Androidは端末のバリエーションが多いため、テスト工数が膨らみがちです。主要な10〜20機種でのテストは必須で、その分の費用も見込んでおきましょう。

Webアプリ(PWA含む)

規模 費用相場 開発期間
シンプル 50〜200万円 1〜2ヶ月
中規模 200〜600万円 2〜5ヶ月
大規模 600〜2,000万円 5〜10ヶ月

WebアプリはネイティブアプリよりもコストがAbout 20〜30%安く、アプリストアへの申請も不要です。まずはWebアプリで検証し、PMF後にネイティブ化するのがスタートアップの定石です。

アプリエンジニアの報酬相場を把握しておくことも重要です。@SOHOの年収データベースでは、職種別の具体的な年収推移やフリーランスの単価相場を公開しています。 → アプリエンジニアの年収・単価相場を見る

僕のCTO時代も、まさにこのアプローチを取りました。最初にWebアプリ(React)で200万円かけてMVPを作り、ユーザーの反応を見てからFlutter(iOS/Android両対応)で500万円のネイティブアプリを開発。もし最初からネイティブで1,000万円かけていたら、ピボットが必要になったときに大損していたはずです。

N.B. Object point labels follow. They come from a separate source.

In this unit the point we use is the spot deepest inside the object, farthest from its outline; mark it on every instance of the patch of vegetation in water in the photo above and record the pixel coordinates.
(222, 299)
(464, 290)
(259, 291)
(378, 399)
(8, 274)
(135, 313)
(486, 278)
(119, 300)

クロスプラットフォーム(Flutter / React Native)

規模 費用相場 開発期間
シンプル 80〜250万円 1〜3ヶ月
中規模 250〜600万円 3〜5ヶ月
大規模 600〜1,500万円 5〜10ヶ月

FlutterやReact Nativeを使えば、1つのコードベースでiOSとAndroidの両方に対応できます。個別開発と比べて30〜40%のコスト削減が可能。2026年時点では、Flutterが最も勢いのあるフレームワークです。

機能別の開発コスト目安

アプリの見積もりは「機能の積み上げ」で構成されます。主な機能の開発コストを整理しました。

機能 費用目安 工数(人月)
ユーザー登録・ログイン 30〜80万円 0.5〜1
プッシュ通知 20〜50万円 0.3〜0.5
決済機能(Stripe等) 50〜150万円 0.5〜1.5
チャット機能 80〜200万円 1〜2
地図・GPS連携 30〜100万円 0.5〜1
カメラ・画像アップロード 20〜60万円 0.3〜0.5
SNS連携(ログイン・シェア) 20〜50万円 0.3〜0.5
管理画面(ダッシュボード) 50〜200万円 1〜2
AI連携(ChatGPT API等) 50〜200万円 0.5〜2
API連携(外部サービス) 30〜100万円/件 0.3〜1

※人月単価はフリーランスで60〜100万円、開発会社で80〜150万円が目安

依頼先別の費用比較

依頼先 人月単価 特徴
フリーランスエンジニア 60〜100万円 コスパが良い。即戦力。ただし体制に限界
受託開発会社(中小) 80〜120万円 チーム開発可。PM・デザイナーも揃う
大手SIer 120〜200万円 大規模プロジェクト向け。中小には割高
オフショア開発(ベトナム等) 30〜60万円 コスト最安。コミュニケーションが課題
ノーコード/ローコード開発 30〜100万円(全体) MVPには最適。複雑な機能は実装困難

この指摘は的を射ています。アプリ開発の失敗は、受注側だけの問題ではありません。発注者が要件を明確にしない、途中で仕様を変更する、フィードバックが遅い。こうした発注側の問題が、プロジェクトの炎上につながるケースは本当に多い。

アプリ開発の外注で失敗しないための7つのポイント

ポイント1:MVPから始める

MVP(Minimum Viable Product)とは、最低限の機能だけで動くバージョンのこと。最初から「全部盛り」のアプリを作ろうとすると、開発期間もコストも膨らみます。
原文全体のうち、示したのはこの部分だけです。